Inter-Act Helps Retailers Save on Ads

At least one supermarket retailer said it is saving a couple million dollars from its direct mail and best-food-day newspaper ad programs through a frequent-shopper loyalty card program developed by Inter-Act Systems Inc., Norwalk, CT.

Other chains have found that they can significantly increase customer traffic when they promote Inter-Act kiosks in their direct mail pieces, thus adding significant value to their loyalty marketing programs.

The Great Atlantic & Pacific Tea Co. (A&P) saw redemptions and store visits jump to an average of more than 1,000 per store per day when, as advertised in its circular, the Inter-Act kiosk offered three 2-liter bottles of Coca-Cola for 99 cents. One store in the A&P chain reported 3,000 redemptions in one day.

Results of this kind can be achieved when supermarket retailers begin to mine their frequent-shopper databases for information that can be turned into customer-specific, loyalty marketing programs.

It's in the retailer's best long-term interests that “the retailer begins to recognize the individual consumer's importance to his store,” said Barry Kotek, managing partner of Retail Systems Consulting, Naples, FL. “It's a major change in the way retailers are used to doing business … but it's absolutely essential.”

According to Kim du Toit, director of card marketing for Grand Union, Wayne, NJ, the use of the Inter-Act system in its 237 stores in the Northeast has proved so effective that the chain has cut back on millions of dollars of conventional media advertising — primarily newspaper best-food-day ads and inserts — while continuing to drive sales upward.

Du Toit would not reveal specific store sales, but he noted that a supermarket company using an in-store coupon-dispensing system and loyalty-card program could save “as much as $1 million” in advertising expenditures per 12 stores every year.

“The savings we realize from using the Inter-Act system, we can pass along to the shoppers who account for most of those sales,” du Toit said. “It [helps] give us a low-price image with the people who matter most to us — our frequent shoppers.”

Inter-Act executives said the system is a remedy for the erosion of brand-specific and store-specific loyalties.

“Now that retailers can identify the 20 percent of their customers that produce 80 percent of their sales volume and profit through frequent-shopper cards and point-of-sale [POS] data, the question is how do they establish a quality dialogue with that customer on an ongoing basis?” asked James F. Brandhorst Jr., senior vice president and chief marketing officer at Inter-Act Systems.

American Stores Co., parent company of chains including Jewel, Acme and Lucky's; A&P; and Grand Union are among several large supermarket retail chains that have hooked into the Inter-Act Loyalty Network, which places ATM-style kiosks at the entrances of stores to entice consumers to access manufacturer coupons, store coupons and promotional offers tied directly to their purchase behavior in the past year.

Inter-Act data show that, on average, 35 percent of kiosk coupons are redeemed and that kiosk users generally spend about $71 per store visit.
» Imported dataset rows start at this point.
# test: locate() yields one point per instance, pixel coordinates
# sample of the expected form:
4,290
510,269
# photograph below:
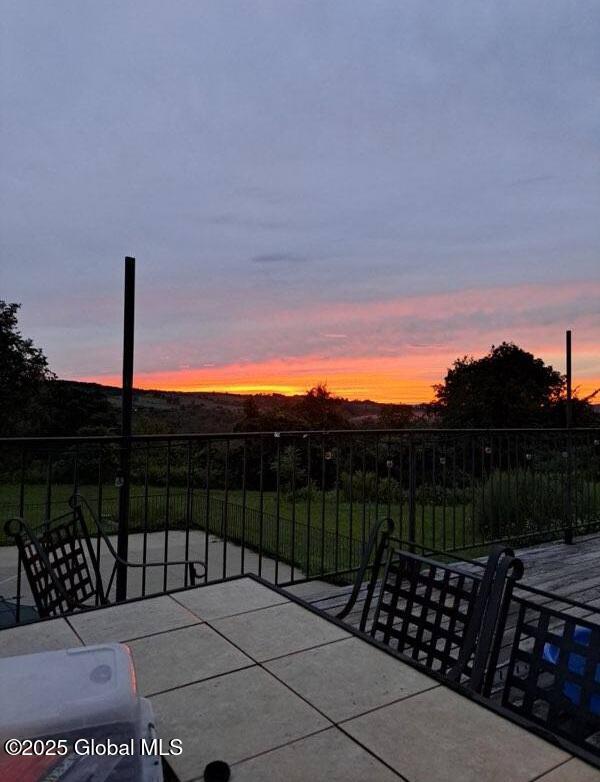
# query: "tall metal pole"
126,411
569,416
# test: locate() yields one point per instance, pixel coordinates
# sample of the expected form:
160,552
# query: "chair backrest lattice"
60,563
447,619
424,610
553,673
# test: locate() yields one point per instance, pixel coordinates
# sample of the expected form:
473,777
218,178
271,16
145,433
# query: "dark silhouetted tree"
508,387
320,409
24,374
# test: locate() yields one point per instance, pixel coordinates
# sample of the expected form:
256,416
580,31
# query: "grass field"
321,535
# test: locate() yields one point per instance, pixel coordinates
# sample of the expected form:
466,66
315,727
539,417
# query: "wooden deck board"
571,571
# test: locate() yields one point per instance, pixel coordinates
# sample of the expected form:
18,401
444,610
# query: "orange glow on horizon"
381,379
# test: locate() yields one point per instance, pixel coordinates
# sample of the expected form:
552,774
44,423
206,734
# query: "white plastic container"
87,697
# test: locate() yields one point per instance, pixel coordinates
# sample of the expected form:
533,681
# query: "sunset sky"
348,192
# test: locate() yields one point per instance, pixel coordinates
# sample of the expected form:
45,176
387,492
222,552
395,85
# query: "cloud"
278,258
According to POS data gathered from three Philadelphia-area stores that participated in an Inter-Act test last year, a typical shopper with a store loyalty card spends an average of $48 per visit, compared with a noncardholder, who generally spends $33 during a shopping trip.
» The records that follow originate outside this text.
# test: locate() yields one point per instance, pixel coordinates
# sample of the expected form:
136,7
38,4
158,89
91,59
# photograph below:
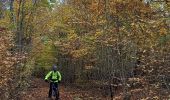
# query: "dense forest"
105,49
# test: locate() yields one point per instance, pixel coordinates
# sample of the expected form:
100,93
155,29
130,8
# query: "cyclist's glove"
46,80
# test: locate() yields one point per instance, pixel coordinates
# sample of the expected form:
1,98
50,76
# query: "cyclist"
54,77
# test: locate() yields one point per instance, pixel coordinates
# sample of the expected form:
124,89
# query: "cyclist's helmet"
54,68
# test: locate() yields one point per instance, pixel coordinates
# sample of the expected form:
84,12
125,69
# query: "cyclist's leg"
57,91
50,90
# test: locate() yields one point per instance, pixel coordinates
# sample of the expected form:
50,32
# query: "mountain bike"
55,90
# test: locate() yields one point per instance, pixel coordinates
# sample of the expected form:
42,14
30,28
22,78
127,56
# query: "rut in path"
39,91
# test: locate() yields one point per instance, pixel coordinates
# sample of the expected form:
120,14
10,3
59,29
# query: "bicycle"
55,90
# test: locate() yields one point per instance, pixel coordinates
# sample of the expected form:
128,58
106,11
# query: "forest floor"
39,91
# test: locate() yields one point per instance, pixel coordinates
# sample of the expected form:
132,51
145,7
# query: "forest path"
39,91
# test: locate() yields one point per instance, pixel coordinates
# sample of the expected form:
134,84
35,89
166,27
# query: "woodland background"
117,48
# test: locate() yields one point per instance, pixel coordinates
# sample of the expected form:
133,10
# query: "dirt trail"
39,91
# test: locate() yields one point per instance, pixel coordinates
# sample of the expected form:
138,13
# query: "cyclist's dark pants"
51,88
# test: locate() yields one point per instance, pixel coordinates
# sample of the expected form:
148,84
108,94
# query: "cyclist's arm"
48,75
59,78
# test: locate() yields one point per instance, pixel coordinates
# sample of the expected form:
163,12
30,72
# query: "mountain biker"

According to the 1997 Worldwide Coupon Distribution and Redemption Trends Report from NCH NuWorld Marketing Ltd, Lincolnshire, IL, couponing remains one of the most widely used promotional tools.

The share of coupons distributed through Sunday freestanding inserts remains the largest, but it declined from 83.5 percent in 1995 to 81.5 percent in 1996. Newspaper coupons continued to decline in share, falling to 1.2 percent of total distribution from 1.6 percent. Meanwhile, handout coupons — those distributed at the point of sale — increased to 7.6 percent in 1996, from 6 percent in 1995. Magazine and direct mail coupons maintained constant shares at 3.1 percent and 2.7 percent respectively.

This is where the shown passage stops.